During an appearance on Newsmax, Paxton said having teachers and staff trained in firearm defense and armed would make it “more difficult for people even to get in that point of entry.”
“First responders typically can’t get there in time to prevent a shooting,” he said. “It’s just not possible unless they have a police officer on camera on every campus, which for a lot of these schools is almost impossible.
“I think you’re gonna have to do more at the school, because it typically involves very short periods of time, and you have to have people trained on campus to react.”
The comment comes after the 18-year-old suspect, identified as Salvador Ramos, on Tuesday afternoon opened fire at Robb Elementary School in Uvalde before he was killed by police. As of Wednesday, the police have found and identified 21 victims, including 19 children and two teachers.
The gunman’s motive so far remains unclear. He first shot his grandmother at home, then fled the scene in a car, crashing it near the school before he walked into the classroom and opened fire, according to reports.
This is not the first time Paxton has suggested carrying weapons at places that are usually considered “weapon-free zones” as a means to combat potential threats. In 2015, he supported a law that allows license holders to carry concealed handguns on college and university campuses. In November 2017, following the Sutherland Springs church shooting that killed 26 worshipers, he said that congregation members should consider arming themselves to better respond to similar events.
“In Texas, at least we have the opportunity to concealed carry,” Paxton said in an interview with Fox News at that time, arguing that there is then always the possibility the attacker may be “taken out before he has the opportunity to kill very many people.”

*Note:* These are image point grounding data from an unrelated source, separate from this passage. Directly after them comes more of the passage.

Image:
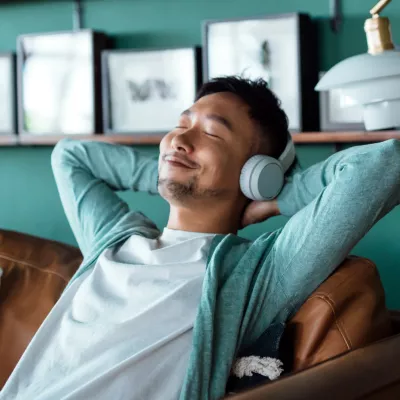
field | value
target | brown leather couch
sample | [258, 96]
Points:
[342, 343]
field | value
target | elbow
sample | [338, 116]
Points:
[61, 152]
[390, 161]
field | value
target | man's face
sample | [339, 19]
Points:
[203, 156]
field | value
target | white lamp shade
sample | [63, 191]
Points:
[363, 67]
[372, 81]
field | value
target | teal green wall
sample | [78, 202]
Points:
[28, 198]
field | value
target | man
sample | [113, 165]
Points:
[163, 315]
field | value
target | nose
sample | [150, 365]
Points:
[182, 142]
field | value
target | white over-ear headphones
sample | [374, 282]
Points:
[263, 177]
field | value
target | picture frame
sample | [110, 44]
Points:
[281, 49]
[59, 83]
[8, 98]
[334, 117]
[145, 90]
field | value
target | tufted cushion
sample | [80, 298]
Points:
[35, 272]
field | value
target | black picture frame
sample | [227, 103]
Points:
[9, 60]
[111, 127]
[96, 43]
[306, 58]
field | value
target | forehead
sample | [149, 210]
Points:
[228, 106]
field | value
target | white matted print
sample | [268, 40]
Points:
[146, 91]
[57, 83]
[339, 112]
[7, 94]
[259, 48]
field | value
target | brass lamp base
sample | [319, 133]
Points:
[379, 35]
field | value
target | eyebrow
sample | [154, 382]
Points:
[214, 117]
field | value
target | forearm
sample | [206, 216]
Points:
[120, 167]
[372, 162]
[88, 174]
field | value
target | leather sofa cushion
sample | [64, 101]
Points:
[346, 312]
[35, 272]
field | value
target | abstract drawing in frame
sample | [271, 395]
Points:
[59, 83]
[144, 91]
[282, 49]
[8, 125]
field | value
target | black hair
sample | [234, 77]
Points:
[264, 108]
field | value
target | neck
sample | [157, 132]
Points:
[206, 218]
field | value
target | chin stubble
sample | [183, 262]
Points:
[179, 191]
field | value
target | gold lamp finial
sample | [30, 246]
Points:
[379, 36]
[379, 7]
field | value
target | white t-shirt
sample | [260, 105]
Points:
[122, 330]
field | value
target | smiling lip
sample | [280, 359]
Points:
[178, 162]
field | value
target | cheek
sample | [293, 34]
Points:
[223, 170]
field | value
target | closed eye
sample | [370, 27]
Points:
[209, 134]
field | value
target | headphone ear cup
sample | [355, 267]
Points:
[261, 178]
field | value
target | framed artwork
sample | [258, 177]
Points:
[339, 112]
[8, 116]
[282, 49]
[59, 83]
[145, 91]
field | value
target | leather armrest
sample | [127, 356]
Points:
[36, 272]
[369, 373]
[346, 312]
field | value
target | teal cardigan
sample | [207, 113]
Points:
[248, 285]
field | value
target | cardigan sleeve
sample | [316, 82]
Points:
[88, 174]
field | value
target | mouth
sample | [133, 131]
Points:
[179, 162]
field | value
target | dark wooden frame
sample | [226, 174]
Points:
[11, 134]
[107, 122]
[307, 45]
[99, 42]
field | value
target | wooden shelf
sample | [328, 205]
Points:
[154, 139]
[8, 140]
[345, 137]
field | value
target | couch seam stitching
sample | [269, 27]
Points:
[341, 329]
[2, 255]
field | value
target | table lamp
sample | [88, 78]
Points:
[371, 80]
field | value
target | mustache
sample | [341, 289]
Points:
[177, 157]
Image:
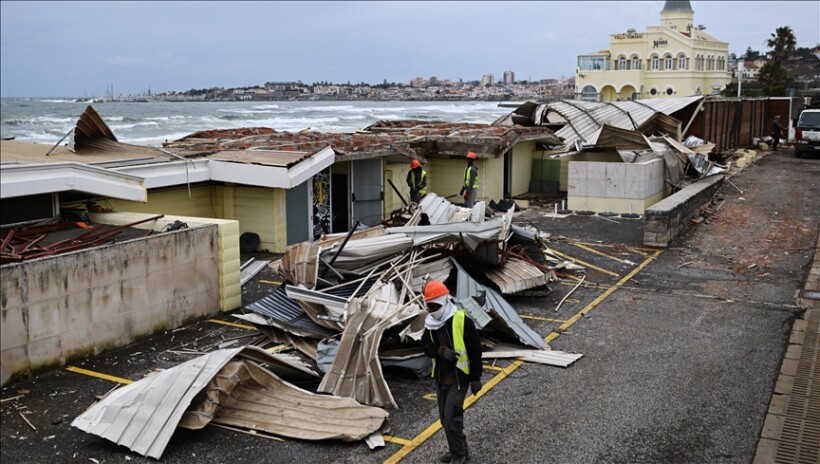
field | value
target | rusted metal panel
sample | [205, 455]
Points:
[517, 275]
[356, 371]
[508, 320]
[237, 391]
[286, 314]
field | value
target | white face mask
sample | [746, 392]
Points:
[437, 314]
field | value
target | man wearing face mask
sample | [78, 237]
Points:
[451, 340]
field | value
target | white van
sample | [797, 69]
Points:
[807, 133]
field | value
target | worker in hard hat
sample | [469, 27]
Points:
[417, 181]
[468, 190]
[451, 340]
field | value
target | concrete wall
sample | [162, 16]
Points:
[172, 201]
[258, 209]
[71, 305]
[521, 168]
[447, 177]
[668, 218]
[230, 287]
[615, 187]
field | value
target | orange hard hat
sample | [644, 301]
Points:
[435, 289]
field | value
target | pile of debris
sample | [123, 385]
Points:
[351, 305]
[61, 235]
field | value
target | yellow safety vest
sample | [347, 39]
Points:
[423, 176]
[467, 178]
[463, 362]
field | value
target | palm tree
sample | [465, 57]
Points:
[782, 44]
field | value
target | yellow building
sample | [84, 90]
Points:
[673, 59]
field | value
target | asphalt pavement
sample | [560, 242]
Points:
[681, 352]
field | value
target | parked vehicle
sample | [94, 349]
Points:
[807, 133]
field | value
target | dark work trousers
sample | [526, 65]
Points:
[470, 201]
[451, 412]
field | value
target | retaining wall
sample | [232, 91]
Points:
[668, 218]
[68, 306]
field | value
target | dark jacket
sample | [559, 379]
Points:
[443, 337]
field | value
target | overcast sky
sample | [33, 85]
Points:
[77, 49]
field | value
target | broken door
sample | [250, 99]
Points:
[367, 192]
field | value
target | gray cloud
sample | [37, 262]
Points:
[183, 45]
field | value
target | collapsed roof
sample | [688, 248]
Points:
[578, 122]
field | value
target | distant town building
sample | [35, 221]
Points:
[675, 59]
[509, 77]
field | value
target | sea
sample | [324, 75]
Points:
[47, 120]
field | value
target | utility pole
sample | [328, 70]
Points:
[740, 69]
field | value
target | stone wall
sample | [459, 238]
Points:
[68, 306]
[668, 218]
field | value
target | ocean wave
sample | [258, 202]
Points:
[134, 125]
[249, 111]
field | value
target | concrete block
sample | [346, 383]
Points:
[13, 361]
[112, 332]
[12, 287]
[13, 328]
[635, 171]
[616, 172]
[596, 171]
[596, 188]
[75, 311]
[45, 351]
[106, 300]
[76, 342]
[43, 320]
[135, 293]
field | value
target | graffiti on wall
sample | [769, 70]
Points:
[321, 204]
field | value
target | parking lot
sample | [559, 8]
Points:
[681, 347]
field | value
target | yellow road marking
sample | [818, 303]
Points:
[539, 318]
[80, 370]
[638, 251]
[435, 426]
[600, 298]
[592, 250]
[232, 324]
[494, 368]
[591, 266]
[398, 440]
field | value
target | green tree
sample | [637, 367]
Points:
[773, 76]
[782, 44]
[775, 79]
[751, 55]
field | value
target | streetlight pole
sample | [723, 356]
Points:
[740, 68]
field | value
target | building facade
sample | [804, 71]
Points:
[674, 59]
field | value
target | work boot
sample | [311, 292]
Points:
[447, 457]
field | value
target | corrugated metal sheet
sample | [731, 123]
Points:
[144, 415]
[356, 371]
[301, 261]
[438, 209]
[585, 118]
[552, 358]
[472, 234]
[496, 304]
[517, 275]
[286, 314]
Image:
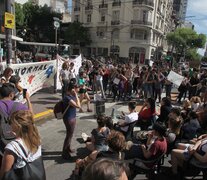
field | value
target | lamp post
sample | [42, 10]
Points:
[56, 26]
[8, 35]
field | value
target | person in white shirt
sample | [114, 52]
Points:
[64, 77]
[131, 117]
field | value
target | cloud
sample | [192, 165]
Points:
[198, 8]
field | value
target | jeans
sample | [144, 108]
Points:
[70, 127]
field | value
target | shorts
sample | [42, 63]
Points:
[186, 154]
[82, 91]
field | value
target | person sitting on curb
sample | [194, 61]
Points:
[196, 152]
[115, 141]
[99, 136]
[156, 145]
[131, 117]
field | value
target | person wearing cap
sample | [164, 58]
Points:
[156, 143]
[7, 94]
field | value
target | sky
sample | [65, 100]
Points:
[198, 8]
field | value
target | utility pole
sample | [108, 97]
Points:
[8, 35]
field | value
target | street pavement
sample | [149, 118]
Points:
[53, 132]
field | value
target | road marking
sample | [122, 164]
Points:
[38, 115]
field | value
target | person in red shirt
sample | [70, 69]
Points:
[146, 113]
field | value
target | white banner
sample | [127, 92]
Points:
[175, 78]
[77, 64]
[35, 76]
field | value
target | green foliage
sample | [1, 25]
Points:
[193, 55]
[186, 41]
[204, 59]
[38, 22]
[77, 34]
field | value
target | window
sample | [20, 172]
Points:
[138, 34]
[136, 14]
[144, 16]
[88, 17]
[76, 18]
[115, 15]
[115, 34]
[102, 17]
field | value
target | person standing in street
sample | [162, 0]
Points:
[71, 101]
[64, 77]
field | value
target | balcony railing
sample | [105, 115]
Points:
[76, 8]
[148, 23]
[87, 8]
[138, 2]
[103, 6]
[117, 22]
[118, 3]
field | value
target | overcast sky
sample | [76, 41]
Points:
[198, 8]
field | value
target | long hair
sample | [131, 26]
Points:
[23, 123]
[151, 101]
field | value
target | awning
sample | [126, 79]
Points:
[15, 38]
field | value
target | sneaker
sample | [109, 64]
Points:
[84, 136]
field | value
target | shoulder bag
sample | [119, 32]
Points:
[31, 171]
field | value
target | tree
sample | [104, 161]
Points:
[76, 33]
[37, 20]
[193, 55]
[204, 59]
[186, 41]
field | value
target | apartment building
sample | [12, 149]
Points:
[60, 6]
[131, 29]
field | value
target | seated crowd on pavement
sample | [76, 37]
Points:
[162, 122]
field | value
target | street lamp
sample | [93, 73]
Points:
[56, 24]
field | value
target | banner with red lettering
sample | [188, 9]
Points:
[35, 76]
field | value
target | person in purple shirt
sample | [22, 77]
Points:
[71, 101]
[7, 106]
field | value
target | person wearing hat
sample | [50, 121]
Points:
[7, 97]
[156, 145]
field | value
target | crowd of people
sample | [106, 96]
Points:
[183, 118]
[161, 128]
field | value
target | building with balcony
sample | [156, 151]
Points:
[130, 29]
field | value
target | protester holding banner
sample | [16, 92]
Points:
[83, 92]
[71, 101]
[64, 77]
[6, 75]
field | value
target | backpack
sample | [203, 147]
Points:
[59, 110]
[6, 134]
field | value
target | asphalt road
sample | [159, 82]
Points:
[53, 133]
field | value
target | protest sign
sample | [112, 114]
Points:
[35, 76]
[175, 78]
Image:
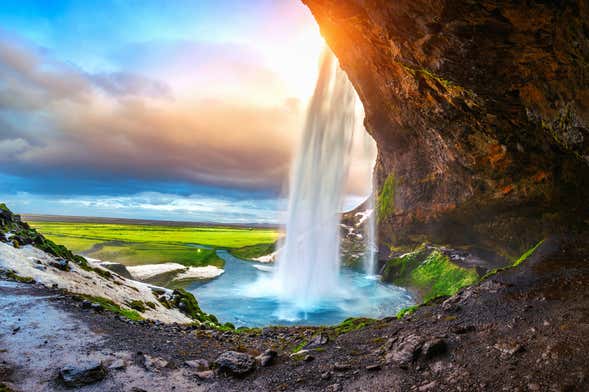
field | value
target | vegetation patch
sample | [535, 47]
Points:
[188, 304]
[386, 198]
[137, 305]
[3, 387]
[430, 272]
[110, 306]
[516, 263]
[407, 311]
[22, 279]
[352, 324]
[253, 251]
[154, 244]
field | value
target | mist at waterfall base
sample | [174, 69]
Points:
[307, 285]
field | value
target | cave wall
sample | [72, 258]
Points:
[480, 110]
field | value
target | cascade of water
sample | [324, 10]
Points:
[370, 238]
[309, 262]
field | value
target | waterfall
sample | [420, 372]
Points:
[308, 265]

“We’ve had shootings at churches forever. This is going to happen again,” he added. “And so, we need people in terms of professional security or in terms of arming the parishioners or the congregation so that they can respond when something like this happens again.”
Devin P. Kelley, who killed 26 people and injured 22 more at First Baptist Church in Sutherland Springs, was confronted outside the church and forced into a gunfight by Stephen Willeford, a local resident and former NRA firearms instructor armed with an AR-15 rifle. Willeford continued to pursue Kelley after wounding the gunman in the leg and torso. Kelley eventually crashed his vehicle in the pursuit and shot himself in the head.